Rozwój technologii paneli słonecznych trwa w najlepsze
Technologia ogniw fotowoltaicznych przechodzi obecnie najszybszy okres zmian w swojej historii. Architektury ogniw typu n (gwarantują wyższe napięcia obwodu otwartego, mniejsze straty rekombinacji), takie jak TOPCon, heterozłącze i ogniwa z kontaktem tylnym, mają zdominować globalną produkcję do 2026 roku. Szczególnie obiecująco zapowiadają się dwustronne moduły z tylnym kontaktem, bo związana z nimi technologia pozwala na wykorzystanie światła padającego na obie strony panelu, co znacząco zwiększa wydajność bez proporcjonalnego wzrostu kosztów.

Inwestycje w nowe moce produkcyjne osiągnęły rekordowe wartości. Firmy na całym świecie prześcigają się w budowie fabryk wykorzystujących najnowsze technologie produkcji ogniw typu n. Co być może najważniejsze w czasach globalnej niepewności, trend ten nie ogranicza się wyłącznie do Azji. Turcja pozycjonuje się jako główny hub produkcyjny ogniw słonecznych z 15 GW nowych mocy produkcyjnych w trakcie budowy, podczas gdy Bałkany stają się potęgą energii odnawialnej z łączną mocą słoneczną regionu mającą osiągnąć 13 GW do 2026 roku.
Kolorowa, ale niepewna przyszłość
Mimo tych imponujących sukcesów sektor fotowoltaiczny stoi aktualnie przed nowymi wyzwaniami. Rok 2025 będzie pierwszym od ponad dekady, w którym przyrost mocy słonecznych w UE prawdopodobnie spadnie, co może sygnalizować pewne spowolnienie na najbardziej dojrzałych rynkach. Przyczyny tego potencjalnego spowolnienia są złożone – od nasycenia najłatwiejszych do zagospodarowania lokalizacji, przez wyzwania regulacyjne, po ograniczenia infrastrukturalne. Warto o tym pamiętać, bo w praktyce transformacja energetyczna, choć imponująca w skali, nie jest procesem liniowym i bezproblemowym.

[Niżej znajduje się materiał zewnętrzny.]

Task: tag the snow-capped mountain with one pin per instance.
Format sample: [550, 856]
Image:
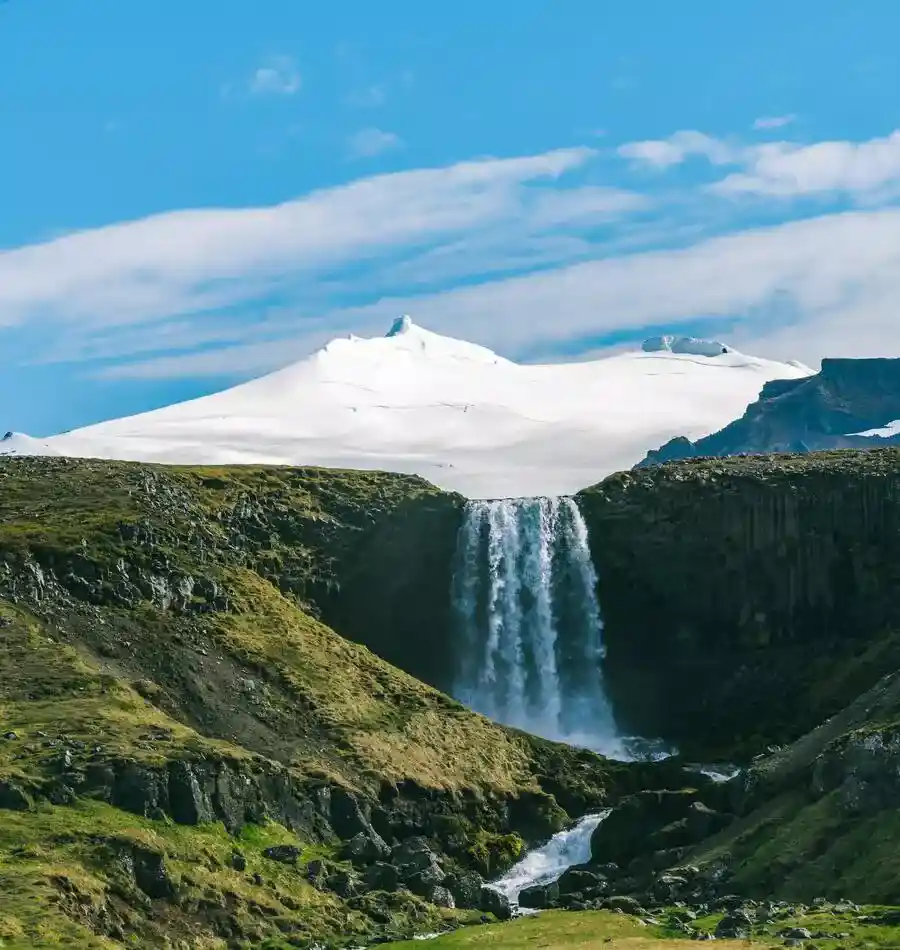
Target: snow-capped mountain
[456, 413]
[849, 404]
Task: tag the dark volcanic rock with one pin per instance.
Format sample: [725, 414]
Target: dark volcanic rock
[718, 576]
[365, 848]
[14, 797]
[493, 902]
[806, 415]
[539, 896]
[282, 853]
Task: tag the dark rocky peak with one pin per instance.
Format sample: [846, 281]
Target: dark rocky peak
[803, 415]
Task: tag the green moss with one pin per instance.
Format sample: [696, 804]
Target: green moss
[61, 883]
[491, 854]
[151, 616]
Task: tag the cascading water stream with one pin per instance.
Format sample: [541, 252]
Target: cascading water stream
[529, 622]
[545, 864]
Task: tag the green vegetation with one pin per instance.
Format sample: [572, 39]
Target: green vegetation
[171, 693]
[866, 928]
[750, 598]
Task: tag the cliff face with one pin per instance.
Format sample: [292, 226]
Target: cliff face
[745, 599]
[189, 753]
[805, 415]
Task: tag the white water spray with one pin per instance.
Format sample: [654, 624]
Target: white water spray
[530, 627]
[544, 865]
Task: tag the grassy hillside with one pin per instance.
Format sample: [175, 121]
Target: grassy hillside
[819, 817]
[746, 599]
[172, 703]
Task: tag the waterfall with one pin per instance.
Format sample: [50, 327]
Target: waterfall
[545, 864]
[529, 625]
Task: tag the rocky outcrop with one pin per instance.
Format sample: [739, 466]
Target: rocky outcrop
[807, 415]
[746, 598]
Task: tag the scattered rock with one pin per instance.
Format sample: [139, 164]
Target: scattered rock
[493, 902]
[539, 896]
[150, 874]
[796, 933]
[465, 888]
[282, 853]
[382, 877]
[366, 847]
[628, 905]
[580, 880]
[734, 926]
[14, 797]
[441, 897]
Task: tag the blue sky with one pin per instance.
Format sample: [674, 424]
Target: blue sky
[196, 193]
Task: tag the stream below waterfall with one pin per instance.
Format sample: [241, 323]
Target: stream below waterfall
[545, 864]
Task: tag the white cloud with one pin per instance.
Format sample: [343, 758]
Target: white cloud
[786, 170]
[503, 252]
[782, 169]
[369, 97]
[278, 75]
[664, 153]
[367, 143]
[837, 276]
[774, 121]
[183, 262]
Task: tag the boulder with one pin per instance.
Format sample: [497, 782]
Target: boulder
[14, 797]
[366, 848]
[539, 896]
[345, 884]
[466, 889]
[628, 905]
[414, 853]
[151, 875]
[382, 877]
[441, 897]
[282, 853]
[736, 925]
[579, 880]
[423, 882]
[493, 902]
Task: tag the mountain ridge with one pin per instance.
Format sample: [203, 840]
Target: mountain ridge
[849, 404]
[453, 412]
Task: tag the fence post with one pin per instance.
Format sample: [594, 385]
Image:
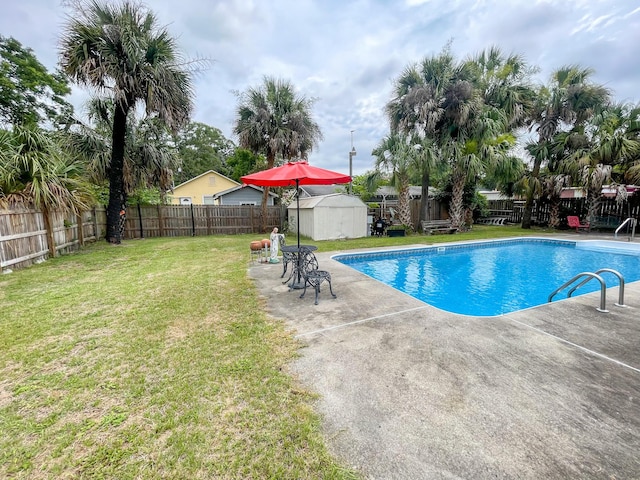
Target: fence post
[140, 220]
[80, 223]
[193, 223]
[50, 236]
[160, 226]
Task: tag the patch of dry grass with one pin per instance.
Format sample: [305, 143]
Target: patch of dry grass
[151, 360]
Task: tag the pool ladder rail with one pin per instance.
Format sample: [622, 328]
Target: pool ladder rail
[632, 224]
[603, 287]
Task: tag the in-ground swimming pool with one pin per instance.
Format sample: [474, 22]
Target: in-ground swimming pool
[496, 277]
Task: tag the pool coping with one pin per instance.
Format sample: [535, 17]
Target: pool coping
[409, 391]
[607, 246]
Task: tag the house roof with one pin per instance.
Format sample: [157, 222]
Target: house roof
[207, 173]
[239, 187]
[415, 191]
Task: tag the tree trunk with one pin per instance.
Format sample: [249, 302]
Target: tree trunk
[554, 213]
[117, 196]
[271, 160]
[528, 205]
[424, 200]
[404, 209]
[456, 209]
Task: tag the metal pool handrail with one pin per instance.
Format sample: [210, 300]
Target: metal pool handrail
[633, 223]
[603, 270]
[603, 289]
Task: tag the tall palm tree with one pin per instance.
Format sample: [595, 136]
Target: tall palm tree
[416, 110]
[37, 171]
[119, 50]
[463, 108]
[273, 120]
[395, 155]
[567, 102]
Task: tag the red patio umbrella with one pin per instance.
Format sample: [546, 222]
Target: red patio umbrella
[295, 173]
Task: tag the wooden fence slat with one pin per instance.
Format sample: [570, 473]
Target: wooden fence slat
[23, 233]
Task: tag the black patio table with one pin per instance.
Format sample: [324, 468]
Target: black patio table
[296, 281]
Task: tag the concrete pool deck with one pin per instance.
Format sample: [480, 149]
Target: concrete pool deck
[408, 391]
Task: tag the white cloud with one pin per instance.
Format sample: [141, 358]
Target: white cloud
[347, 53]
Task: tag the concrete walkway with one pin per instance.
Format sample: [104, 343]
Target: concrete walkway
[408, 391]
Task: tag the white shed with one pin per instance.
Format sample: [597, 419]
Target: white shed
[330, 217]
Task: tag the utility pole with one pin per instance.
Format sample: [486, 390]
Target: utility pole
[352, 154]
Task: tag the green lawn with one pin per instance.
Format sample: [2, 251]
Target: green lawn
[155, 359]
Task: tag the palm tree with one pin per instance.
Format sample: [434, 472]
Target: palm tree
[275, 121]
[416, 111]
[37, 171]
[463, 110]
[119, 50]
[395, 155]
[568, 102]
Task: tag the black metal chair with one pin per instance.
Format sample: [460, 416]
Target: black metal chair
[287, 258]
[312, 276]
[379, 227]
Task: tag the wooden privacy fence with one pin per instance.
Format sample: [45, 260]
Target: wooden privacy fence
[25, 238]
[192, 220]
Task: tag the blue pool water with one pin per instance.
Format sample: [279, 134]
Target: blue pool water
[496, 277]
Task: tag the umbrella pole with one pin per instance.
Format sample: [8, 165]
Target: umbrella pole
[298, 283]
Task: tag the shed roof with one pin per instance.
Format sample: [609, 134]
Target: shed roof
[333, 200]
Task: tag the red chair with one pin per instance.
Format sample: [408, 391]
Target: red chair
[574, 222]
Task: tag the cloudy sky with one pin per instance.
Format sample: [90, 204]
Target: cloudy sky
[346, 54]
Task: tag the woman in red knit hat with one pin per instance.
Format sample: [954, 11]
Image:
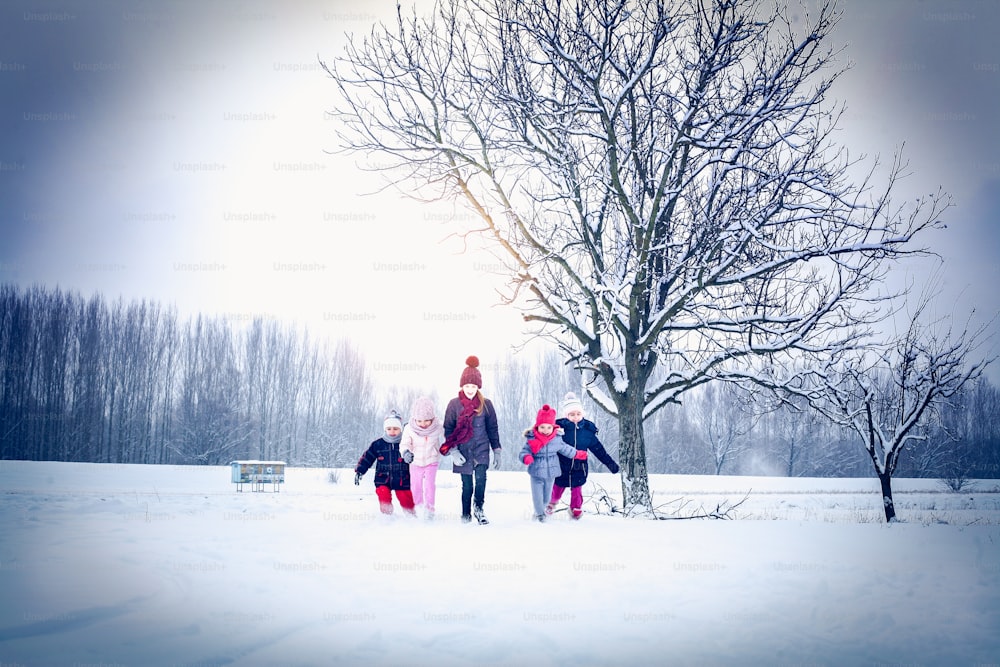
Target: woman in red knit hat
[471, 433]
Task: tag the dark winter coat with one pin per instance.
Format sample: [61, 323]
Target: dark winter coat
[485, 435]
[390, 468]
[582, 435]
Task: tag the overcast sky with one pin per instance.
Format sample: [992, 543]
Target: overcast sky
[174, 152]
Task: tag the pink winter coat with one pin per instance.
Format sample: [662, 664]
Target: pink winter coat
[424, 447]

Czytaj też: Zaskakujące odkrycie. Te akumulatory nie powinny tak działać
Patrząc w przyszłość, dominacja energii słonecznej w globalnej transformacji energetycznej wydaje się nieodwracalna. Połączenie spadających kosztów, rosnącej wydajności i silnego wsparcia politycznego tworzy warunki do dalszego dynamicznego rozwoju. Chociaż niektóre rynki mogą doświadczać okresowego spowolnienia, globalny trend rozwoju fotowoltaiki pozostaje wyraźnie wzrostowy. Kluczem do utrzymania tego tempa będzie skuteczne rozwiązanie wyzwań związanych z magazynowaniem energii i stabilizacją sieci przy rosnącym udziale źródeł odnawialnych.